On 2015 Jun 26, Donald Forsdyke commented:

In the light of new reviews (Zhang J, 2015 and Forsdyke DR, 2015), the following email to the senior author (Feb 6 2013) may be of interest:

'I was delighted to see a new paper from your laboratory in this week’s PNAS Early Edition Park C, 2013 and, as expected, it did not disappoint me. The convergence of our thinking can be seen in the earlier emails and the attached articles on "Functional Constraint" (ELS where I squeezed in a last-minute reference to your work) and on "Collective Gene Functions" (BioEssays). Since I differ from you and your coauthors in some current interpretations, I hope you will not mind my again offering comments, which I hope will be helpful.

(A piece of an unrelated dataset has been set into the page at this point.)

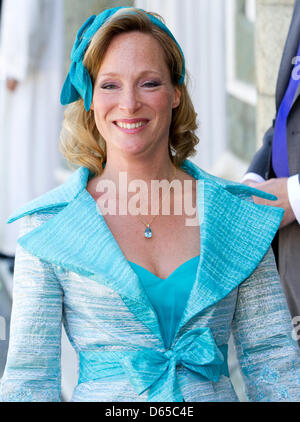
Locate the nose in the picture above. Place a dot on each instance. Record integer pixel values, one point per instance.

1. I think you would agree that your statement "Amino acid substitutions are slower as the mRNA folding strength increases" could be restated as "Amino acid substitutions are faster as the mRNA folding strength decreases". The latter was the main observation of my paper in Molecular Biology and Evolution (1995 12, 1157-1165, http://post.queensu.ca/~forsdyke/introns.htm). In other words, under strong Darwinian positive selection (high dN), amino acid substitutions (codon changes) primarily serve the needs of protein function, rather than of nucleic acid structure. When the protein is conserved (evolving slowly) then the needs of nucleic acid structure are more readily accommodated. This approach can even be used to assay positive Darwinian selection (see Immunogenetics 1996 43, 182-189, http://post.queensu.ca/~forsdyke/introns.htm). The point was recently reiterated (see J. Biol. Systems 2007 15, 95-108, http://post.queensu.ca/~forsdyke/speciat3.htm).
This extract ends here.